株式会社小野測器、BYD元PLUS向け熱マネジメントデータの販売を発表
電子計測機器の製造を手掛ける株式会社小野測器(代表取締役社長:大越 祐史)は、2026年8月26日から、電動車両「BYD元PLUS」における「熱マネジメントモデル出力データ」の販売を発表しました。このデータの販売は、同社にとって初めての試みであり、自動車業界における技術革新の一環として注目されています。
新たなシミュレーション技術
今回販売される「熱マネジメントモデル出力データ」は、株式会社IDAJと協業して開発されたもので、同社の高度なシミュレーション技術と、特に精密な計測データを融合させた成果です。このモデルは、実際の走行試験では再現が難しい極低温および極高温条件を含めた31の走行条件でシミュレーションを行い、結果を提供します。これにより電動車両の開発が加速され、より安全で効率的な走行を可能にします。
開発ニーズへの対応
小野測器は、モデルシミュレーション分野において今後もラインアップの拡大を計画しています。
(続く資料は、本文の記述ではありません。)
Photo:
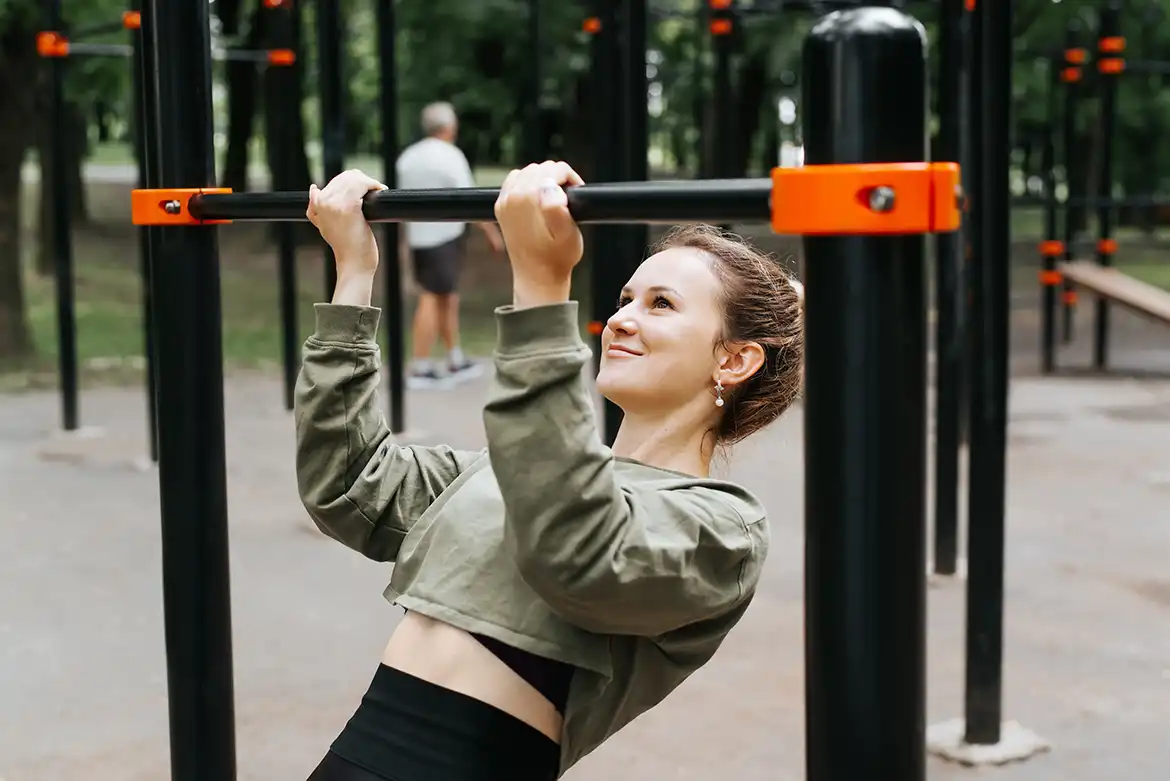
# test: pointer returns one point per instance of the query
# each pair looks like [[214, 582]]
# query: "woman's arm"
[[359, 488]]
顧客の多様な開発ニーズに応じて、効率的なシミュレーション環境を提供し、業界全体の技術進化に貢献していく意向を示しました。
本データの特徴
- - BYD元PLUSの「熱マネジメントモデル」から出力されたデータを販売。
- - 31のシミュレーション条件を含む、実走行では再現困難な温度範囲の検討が可能。
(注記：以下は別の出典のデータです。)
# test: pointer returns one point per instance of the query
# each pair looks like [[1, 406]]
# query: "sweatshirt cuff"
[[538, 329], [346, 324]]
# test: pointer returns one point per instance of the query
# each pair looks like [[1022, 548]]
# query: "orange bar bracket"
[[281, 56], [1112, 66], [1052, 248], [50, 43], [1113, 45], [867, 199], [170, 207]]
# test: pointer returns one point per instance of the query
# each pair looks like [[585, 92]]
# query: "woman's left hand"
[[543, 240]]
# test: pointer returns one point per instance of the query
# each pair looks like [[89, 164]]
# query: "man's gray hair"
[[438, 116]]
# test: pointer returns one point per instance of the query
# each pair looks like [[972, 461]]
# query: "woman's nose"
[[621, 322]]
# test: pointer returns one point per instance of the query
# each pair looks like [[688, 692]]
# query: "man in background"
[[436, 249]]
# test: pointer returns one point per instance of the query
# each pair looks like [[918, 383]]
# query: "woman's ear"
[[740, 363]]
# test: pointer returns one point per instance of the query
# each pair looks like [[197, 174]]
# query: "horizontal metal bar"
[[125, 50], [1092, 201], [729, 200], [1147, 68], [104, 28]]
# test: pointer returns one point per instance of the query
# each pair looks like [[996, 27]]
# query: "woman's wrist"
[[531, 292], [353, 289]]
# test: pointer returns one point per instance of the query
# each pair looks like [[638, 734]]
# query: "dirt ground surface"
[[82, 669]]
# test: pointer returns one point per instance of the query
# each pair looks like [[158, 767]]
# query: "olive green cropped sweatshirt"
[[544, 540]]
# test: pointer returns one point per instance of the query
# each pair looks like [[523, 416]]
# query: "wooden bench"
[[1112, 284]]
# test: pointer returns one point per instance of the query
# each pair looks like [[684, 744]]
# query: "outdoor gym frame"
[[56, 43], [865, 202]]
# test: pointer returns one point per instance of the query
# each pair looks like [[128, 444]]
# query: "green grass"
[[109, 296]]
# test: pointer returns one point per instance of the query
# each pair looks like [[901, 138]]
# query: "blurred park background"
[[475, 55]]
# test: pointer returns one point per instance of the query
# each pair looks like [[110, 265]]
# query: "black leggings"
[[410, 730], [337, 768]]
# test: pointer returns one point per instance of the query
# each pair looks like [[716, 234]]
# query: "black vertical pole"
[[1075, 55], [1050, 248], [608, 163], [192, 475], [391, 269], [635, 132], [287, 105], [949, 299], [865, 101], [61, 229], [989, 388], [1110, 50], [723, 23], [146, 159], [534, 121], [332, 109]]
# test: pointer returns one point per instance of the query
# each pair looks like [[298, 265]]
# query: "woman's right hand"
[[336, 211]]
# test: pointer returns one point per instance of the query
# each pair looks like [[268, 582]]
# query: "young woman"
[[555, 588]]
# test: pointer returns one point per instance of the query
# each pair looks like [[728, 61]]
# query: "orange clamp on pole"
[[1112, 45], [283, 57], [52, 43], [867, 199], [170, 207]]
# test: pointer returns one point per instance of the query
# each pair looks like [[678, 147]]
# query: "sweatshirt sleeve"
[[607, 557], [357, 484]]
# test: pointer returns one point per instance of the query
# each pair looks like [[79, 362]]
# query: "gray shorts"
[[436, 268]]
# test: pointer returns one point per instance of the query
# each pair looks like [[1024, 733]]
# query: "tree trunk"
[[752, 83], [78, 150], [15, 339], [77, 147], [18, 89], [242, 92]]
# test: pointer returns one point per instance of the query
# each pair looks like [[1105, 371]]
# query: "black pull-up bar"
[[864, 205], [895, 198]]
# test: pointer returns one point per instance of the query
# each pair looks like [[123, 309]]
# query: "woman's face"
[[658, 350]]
- - 冷媒回路や冷却水回路の温度・圧力など、電動車両の熱マネジメントに役立つ計算結果が得られます。
ターゲット市場
このデータは、自動車メーカーや電動車両の開発に関わる各企業のニーズに応えることが期待されています。製品化に向けた開発の効率化、さらには市場競争の力強いパートナーとしての役割を果たすでしょう。
ベンチマーキングモデルの進展
小野測器は、2024年11月から中国の電気自動車メーカーBYDのミドルサイズSUV「元PLUS」(日本名:ATTO3)の熱マネジメントレポートを提供開始。このレポートは、同社の計測と解析の技術に基づき、高精度なGT-SUITE熱マネジメントモデルとして展開されます。この協業により、モビリティ開発の工数削減が期待されています。
未来の展望
小野測器は、シミュレーション技術を核にした新たなビジネス展開を通じて、自社の技術力を強化し、持続可能な社会の実現に寄与していきます。また、次世代の電動車両の開発においても、さらなる革新を目指しています。
株式会社小野測器は、電子計測技術の先駆者であり、1954年の創業以来、自動車業界を中心に幅広い分野で影響力を持っています。今後も、電動車両やカーボンニュートラルに向けたソリューションを提供し続けることでしょう。